Whump DOES have a relationship to pain kink, but it is (as stated above) about pain in fictional characters and stories, and it's not usually, or at least not always, sexual.
Or, I would say it's much broader than being sexual. I struggle to make generalizations about it. People tend to want to whump characters they find attractive, and whump is about the character's body. Obviously bodies can be sexual and are deeply related to sexuality, but it isn't just about the sexuality of the body, it's about the body's vulnerability, the body's need for care, the body's experience of pain, the body's psychological and emotional meanings.
Where whump has a relationship with pain kink, it is just as closely related to masochism as it is sadism.

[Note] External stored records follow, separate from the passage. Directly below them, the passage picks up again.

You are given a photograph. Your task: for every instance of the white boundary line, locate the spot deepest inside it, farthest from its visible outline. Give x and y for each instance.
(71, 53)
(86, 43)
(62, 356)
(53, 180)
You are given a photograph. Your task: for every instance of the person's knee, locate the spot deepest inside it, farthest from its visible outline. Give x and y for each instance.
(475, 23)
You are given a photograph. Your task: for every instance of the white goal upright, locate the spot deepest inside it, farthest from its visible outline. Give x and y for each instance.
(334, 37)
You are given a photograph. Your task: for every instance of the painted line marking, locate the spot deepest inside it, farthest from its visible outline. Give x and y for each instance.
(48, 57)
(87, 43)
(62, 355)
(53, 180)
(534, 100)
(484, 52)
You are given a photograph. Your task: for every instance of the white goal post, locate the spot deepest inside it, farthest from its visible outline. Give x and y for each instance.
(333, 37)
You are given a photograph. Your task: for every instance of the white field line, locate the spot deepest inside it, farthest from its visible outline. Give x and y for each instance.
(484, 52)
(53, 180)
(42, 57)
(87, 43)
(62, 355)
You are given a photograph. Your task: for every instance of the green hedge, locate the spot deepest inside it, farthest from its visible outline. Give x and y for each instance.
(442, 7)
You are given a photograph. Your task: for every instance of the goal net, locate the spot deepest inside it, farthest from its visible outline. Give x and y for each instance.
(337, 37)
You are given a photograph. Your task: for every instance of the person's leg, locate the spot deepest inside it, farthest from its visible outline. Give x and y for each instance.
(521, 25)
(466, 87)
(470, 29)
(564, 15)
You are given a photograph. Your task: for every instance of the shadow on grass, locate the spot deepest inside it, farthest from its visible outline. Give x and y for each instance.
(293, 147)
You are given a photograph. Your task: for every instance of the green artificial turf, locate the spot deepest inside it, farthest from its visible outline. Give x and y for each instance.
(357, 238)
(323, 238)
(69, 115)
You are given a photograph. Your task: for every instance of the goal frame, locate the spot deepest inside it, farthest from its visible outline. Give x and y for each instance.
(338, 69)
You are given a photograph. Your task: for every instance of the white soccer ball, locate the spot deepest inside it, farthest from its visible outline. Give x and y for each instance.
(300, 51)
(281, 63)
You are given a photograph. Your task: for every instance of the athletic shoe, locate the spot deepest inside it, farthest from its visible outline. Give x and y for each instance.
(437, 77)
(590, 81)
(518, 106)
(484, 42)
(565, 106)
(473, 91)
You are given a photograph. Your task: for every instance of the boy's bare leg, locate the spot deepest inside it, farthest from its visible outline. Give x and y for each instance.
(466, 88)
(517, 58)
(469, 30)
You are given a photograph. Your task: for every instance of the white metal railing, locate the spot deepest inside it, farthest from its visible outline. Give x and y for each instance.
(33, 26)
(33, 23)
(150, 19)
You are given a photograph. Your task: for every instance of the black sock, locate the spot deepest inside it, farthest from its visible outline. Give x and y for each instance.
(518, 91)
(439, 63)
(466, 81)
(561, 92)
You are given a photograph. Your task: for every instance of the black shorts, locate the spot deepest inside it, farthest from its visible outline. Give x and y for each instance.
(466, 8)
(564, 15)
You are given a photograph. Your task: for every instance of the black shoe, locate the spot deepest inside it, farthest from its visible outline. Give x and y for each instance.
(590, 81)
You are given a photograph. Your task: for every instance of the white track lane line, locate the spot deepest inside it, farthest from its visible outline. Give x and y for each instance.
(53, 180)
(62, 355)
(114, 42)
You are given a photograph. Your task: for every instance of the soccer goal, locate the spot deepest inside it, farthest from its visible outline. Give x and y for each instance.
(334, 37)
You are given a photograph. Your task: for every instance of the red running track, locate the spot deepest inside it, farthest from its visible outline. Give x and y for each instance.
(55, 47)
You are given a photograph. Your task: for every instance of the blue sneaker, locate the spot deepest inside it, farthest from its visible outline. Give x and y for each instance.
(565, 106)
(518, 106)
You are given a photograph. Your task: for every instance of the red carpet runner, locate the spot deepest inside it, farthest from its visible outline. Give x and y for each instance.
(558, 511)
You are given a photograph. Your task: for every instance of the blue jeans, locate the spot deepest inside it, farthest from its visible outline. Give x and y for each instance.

Whump is not a sexual thing for me, but I've always been interested in whump and I've always been a masochist, and it just...doesn't make sense to me that these things would be totally unrelated. Like, come on now.
I think for most people, whump is about catharsis in some way. For me personally, the appeal is about taking a character who is strong and untouchable and digging into the ways they are weak and need care. It's about a character who isn't expected, or maybe isn't allowed, or maybe is terrified and ashamed, to show pain or weakness finally "breaking" and being able to receive comfort and reassurance. It's about the shame of needing care and the fraught nature of trusting someone with that.
It's about the horror of the body's vulnerability; digging into the ways a body can experience helplessness and violation and really acknowledging how awful that feels and how scary that is.
It's about pain as an inherently private experience, something invisible that can't be objectively measured, and the ways that pain is made visible and the ways pain is judged to need care or to not need care, and how that judgment affects the experience of pain.
It's about the reality of pain and having a body, rendering that directly and viscerally as it is experienced and felt, and how that Reality defies interpretation and communication, tramples over all the social norms of how normative bodies and minds feel and experience.